El pasado 3 de marzo, la Contraloría envió una comunicación a Zamora Reyes en relación con este asunto. “Como es de su conocimiento -señaló el organismo de control al alto funcionario-, nuestro despacho adelanta el proceso de responsabilidad fiscal No. (…) cuyas presuntas irregularidades están relacionadas con la destinación de la denominada cláusula de transferencia de tecnología (…) para becas de estudios de los hijos de los funcionarios de la ANH, otorgadas durante el año 2011”.

Ese fue el último año que Zamora estuvo al frente de la entidad. Había llegado allí desde 2003, cuando fue creada en el gobierno Uribe, y en sus ocho años con el timón de ese barco en las manos “convirtió (la agencia) en el ejemplo a seguir por otras instituciones del Estado. Su conocimiento y autoridad en materia de hidrocarburos, su seriedad en el manejo de los temas petroleros y su capacidad para brindar institucionalidad e impulsar el crecimiento la convirtieron en la entidad de mostrar”, dijo entonces la revista Dinero. (Retiran de la presidencia de la Agencia Nacional de Hidrocarburos a Luis M. Morelli)

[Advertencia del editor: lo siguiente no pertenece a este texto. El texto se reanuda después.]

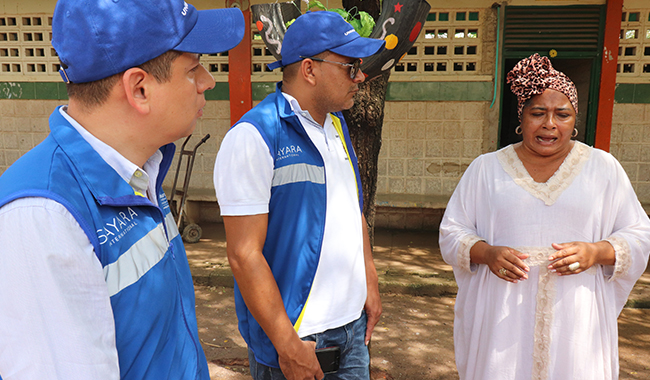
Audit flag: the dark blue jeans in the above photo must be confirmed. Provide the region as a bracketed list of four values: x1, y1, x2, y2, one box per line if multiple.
[248, 311, 370, 380]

El 13 de septiembre de 2011, sin embargo, cuando el Congreso lo esperaba para un debate de control político, Zamora dimitió. El manejo de las becas era una de las razones por las que lo requerían en el Capitolio. En un informe de auditoría de 2010, divulgado justamente en septiembre de 2011 por la Contraloría General, se consignaron las dudas que generaba el programa de becas de la ANH, pues la entidad encontró que los recursos de “transferencia de tecnología” quizá no se usaron para el propósito que se debía. (Ver tabla)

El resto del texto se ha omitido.